You are viewing a plain text version of this content. The canonical link for it is here.
Posted to jira@arrow.apache.org by "Neal Richardson (Jira)" <ji...@apache.org> on 2020/09/09 20:18:00 UTC

[jira] [Commented] (ARROW-9946) ParquetFileWriter segfaults when `sink` is a string

    [ https://issues.apache.org/jira/browse/ARROW-9946?page=com.atlassian.jira.plugin.system.issuetabpanels:comment-tabpanel&focusedCommentId=17193163#comment-17193163 ] 

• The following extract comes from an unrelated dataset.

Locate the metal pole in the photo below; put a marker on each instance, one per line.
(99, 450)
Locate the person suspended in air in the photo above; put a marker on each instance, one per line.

Neal Richardson commented on ARROW-9946:
----------------------------------------

The docs were very recently updated to say that it requires an OutputStream: https://ursalabs.org/arrow-r-nightly/reference/ParquetFileWriter.html

But {{ParquetFileWriter$create()}} should validate that. Would you be interested in submitting a PR to fix that? Could also add in brief docstrings for ParquetFileWriter's two methods while you're there, it's all within the same 10 lines of parquet.R.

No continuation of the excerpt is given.